Recording Drums

This is my first time messing with any real recording, all my experience with Audacity in the past has been messing around with .mp3s and such, so bear with me. I’m trying to get some decent recordings of my drums for some online collaborations and YouTube videos and these forums have answered a ton of questions so far, but I’ve got one issue that I can’t quite figure out.

My audio is finally sounding pretty good, but everything seems to be going a bit off the charts. When I start hitting crashes it gets really bad and starts to look like this:

I thought it would be best to ask here first before I started messing around and figure out what the best way to move forward was.

I’m using one microphone for the kick, one for the snare (which also picks up the hi-hat pretty well), and then two overhead mics that take care of everything else. All of that is going into a crappy little mixer I found laying around (Eurorack UB802) and then being fed out through RCA cables to a single line-in on my PC.

So I guess my question is, where should I start looking to make changes? Should I adjust settings on the hardware side like gain from specific microphones or overall output levels or equalizer settings there? Or should I try and use some kind of compression or equalizer or something in Audacity to adjust the recording once it’s already on the PC?

Any advice would be much appreciated. Also, here’s a link to the recording that the screenshot above was taken from as well, in case listening to it might give a better idea.

http://www.webfilehost.com/?mode=viewupload&id=8557000

That waveform seems to exhibit some clipping, that gets quite pronounced around 33 seconds.

You should lower the gain either in the mic input of the mixer or the output of the mixer (or the line in on the computer). Just from the waveform it’s hard to tell where it’s coming from… I don’t see red lines in the waveform so the clipping is probably ocurring before reaching the computer. It’s usually a good practice to aim the recording peak level at -6dB (or 0.5 in the linear wavform view as in your pic) to avoid clipping.

I’ll try lowering the gain both ways and see what works best, but the -6dB guideline will help when I’m trying to get it set right. Thanks.

master of the understatement :wink:

Are you sure that you’re feeding it into a “Line” input and not a “Mic” input? (a mic input will be far too sensitive and will account for the overloading that you are getting).

When I plug the cable in I get a pop-up from my motherboard audio software asking me if I want to assign it as a line-in, microphone in, headphones, etc.
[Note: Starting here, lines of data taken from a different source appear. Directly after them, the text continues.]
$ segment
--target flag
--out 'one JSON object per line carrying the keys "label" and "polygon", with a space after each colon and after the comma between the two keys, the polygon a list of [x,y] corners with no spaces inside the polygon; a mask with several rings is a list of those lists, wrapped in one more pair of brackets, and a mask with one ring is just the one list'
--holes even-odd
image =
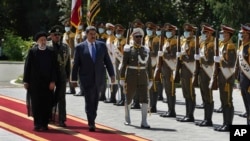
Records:
{"label": "flag", "polygon": [[100,12],[100,0],[91,0],[89,10],[87,13],[87,24],[92,25],[95,16]]}
{"label": "flag", "polygon": [[82,20],[82,0],[72,0],[70,23],[77,28]]}

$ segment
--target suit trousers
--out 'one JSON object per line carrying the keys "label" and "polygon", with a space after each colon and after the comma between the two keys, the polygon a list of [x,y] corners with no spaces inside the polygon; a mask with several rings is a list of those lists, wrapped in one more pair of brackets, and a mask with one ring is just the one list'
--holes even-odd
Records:
{"label": "suit trousers", "polygon": [[99,102],[99,92],[96,86],[84,87],[84,92],[85,112],[87,114],[88,125],[95,125]]}

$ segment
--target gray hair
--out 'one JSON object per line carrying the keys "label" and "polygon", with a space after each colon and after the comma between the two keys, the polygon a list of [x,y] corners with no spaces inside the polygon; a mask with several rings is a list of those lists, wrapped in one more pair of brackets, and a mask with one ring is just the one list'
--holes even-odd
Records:
{"label": "gray hair", "polygon": [[87,28],[86,28],[86,34],[88,34],[90,30],[96,31],[96,28],[94,26],[87,26]]}

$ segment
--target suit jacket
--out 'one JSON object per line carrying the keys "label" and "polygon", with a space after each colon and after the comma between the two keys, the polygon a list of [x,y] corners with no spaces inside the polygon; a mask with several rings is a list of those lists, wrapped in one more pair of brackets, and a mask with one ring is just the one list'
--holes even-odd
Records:
{"label": "suit jacket", "polygon": [[114,76],[115,74],[105,43],[95,41],[95,47],[96,61],[93,62],[87,41],[85,40],[76,45],[71,80],[77,81],[79,76],[83,88],[96,85],[99,91],[100,86],[104,84],[105,68],[109,76]]}

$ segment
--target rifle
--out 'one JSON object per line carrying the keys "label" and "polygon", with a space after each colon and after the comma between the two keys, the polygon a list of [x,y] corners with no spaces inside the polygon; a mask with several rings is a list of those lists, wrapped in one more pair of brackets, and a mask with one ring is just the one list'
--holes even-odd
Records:
{"label": "rifle", "polygon": [[[199,29],[197,28],[196,30],[196,35],[195,35],[195,54],[199,54]],[[200,61],[195,60],[195,70],[194,70],[194,76],[192,78],[193,86],[198,87],[199,82],[198,82],[198,75],[199,75],[199,67],[200,67]]]}
{"label": "rifle", "polygon": [[[216,36],[215,36],[215,56],[219,56],[219,33],[218,30],[216,30]],[[212,90],[218,89],[218,72],[219,72],[220,63],[214,62],[214,69],[213,69],[213,75],[210,80],[209,88]]]}
{"label": "rifle", "polygon": [[[164,45],[164,30],[161,30],[161,37],[160,37],[160,44],[159,44],[159,51],[162,51],[163,45]],[[155,81],[161,81],[161,66],[162,66],[163,60],[162,56],[158,56],[157,58],[157,64],[154,72],[154,80]]]}
{"label": "rifle", "polygon": [[127,38],[126,38],[126,44],[129,45],[130,35],[133,32],[133,27],[131,23],[128,23],[128,30],[127,30]]}
{"label": "rifle", "polygon": [[[242,44],[242,40],[240,40],[240,39],[238,39],[238,49],[237,50],[239,50],[239,48],[240,48],[240,46],[241,46],[241,44]],[[237,51],[238,52],[238,51]],[[235,63],[235,67],[234,67],[234,74],[235,74],[235,78],[238,80],[238,81],[240,81],[240,77],[239,77],[239,56],[238,56],[238,53],[236,54],[236,63]]]}
{"label": "rifle", "polygon": [[[180,39],[180,29],[178,29],[178,35],[177,35],[177,52],[181,52],[181,39]],[[175,69],[175,76],[174,76],[174,82],[175,83],[180,83],[180,70],[181,68],[181,60],[180,57],[177,58],[177,63],[176,63],[176,69]]]}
I set it as line-in. I think there’s a single assigned line-in on the back, I’ll try plugging it in there.

Usually, on a desktop computer, line-in is the blue socket.

I lowered the gain of the output of the mixer by a good bit and it made a noticeable difference, then I lowered the gain for my mic inputs of the two overhead microphones and now the crashes are pretty close to that -6dB level and with some tweaking I think I can get them there. But things still aren’t looking quite the way I think they’re supposed to in a couple places. This is just me sitting down and hitting a few things on my kit with all the new adjusted levels:

I find that unless I lower the gain from all of the microphones to the point that I can’t even hear the hi-hat or toms, that snare is just always a straight top-to-bottom line like that. I have a specific microphone set up right over the snare and under the hi-hat that should be picking them both up and I’ve turned that mic way down, but it’s still just such a loud sharp sound I’m not sure how to get that within range.

The super loud percussion may be picked up by more than one microphone.

Drums are hard. Miking them is hard. You are trying to mic controlled explosions and it’s very common to get done and ask why the drums don’t have the presence and intensity of commercial recordings.

That happens in post production. Do you get any red overload lights on the sound mixer? That’s not unusual, either. A good, robust microphone can generate enough signal to beat the pants off the microphone amplifier in the mixer. The larger mixers have a “trimmer” control to deal with that.

http://www.sweetwater.com/images/items/1800/PV6-xlarge.jpg

Click the graphic. See the little knob way on top labeled “Gain.” Adjust until the red lights go away.

After you get your drums captured in good order, try applying Chris’s Compressor with the compression cranked up to .7. Just to see what it sounds like.

Chris’s Compressor
http://theaudacitytopodcast.com/chriss-dynamic-compressor-plugin-for-audacity/

Koz

If you’re after a natural acoustic sound from the kit you may not need to close mic the snare.
Try one mic on the kick and a pair of overheads to pick up the rest. If you have a reasonably well balanced kit you should be able to adjust the position of the overheads so that they pick up everything. If you’re a bit light on high-hat, put a mic close onto that.

If you’re after a natural acoustic sound from the kit

And unless there was a family in the house before you and had a kid that played drums and a father that built a sound-proof room (Thank you Mr. Swenson) you also have to deal with the sound of the room. You may find that you’re getting significant bounce sound from the walls. You may find as you back the microphone up from the drum that you hit a point where the music starts getting louder as the reflection from the wall takes over.

This can make drums even more of an adventure than ever.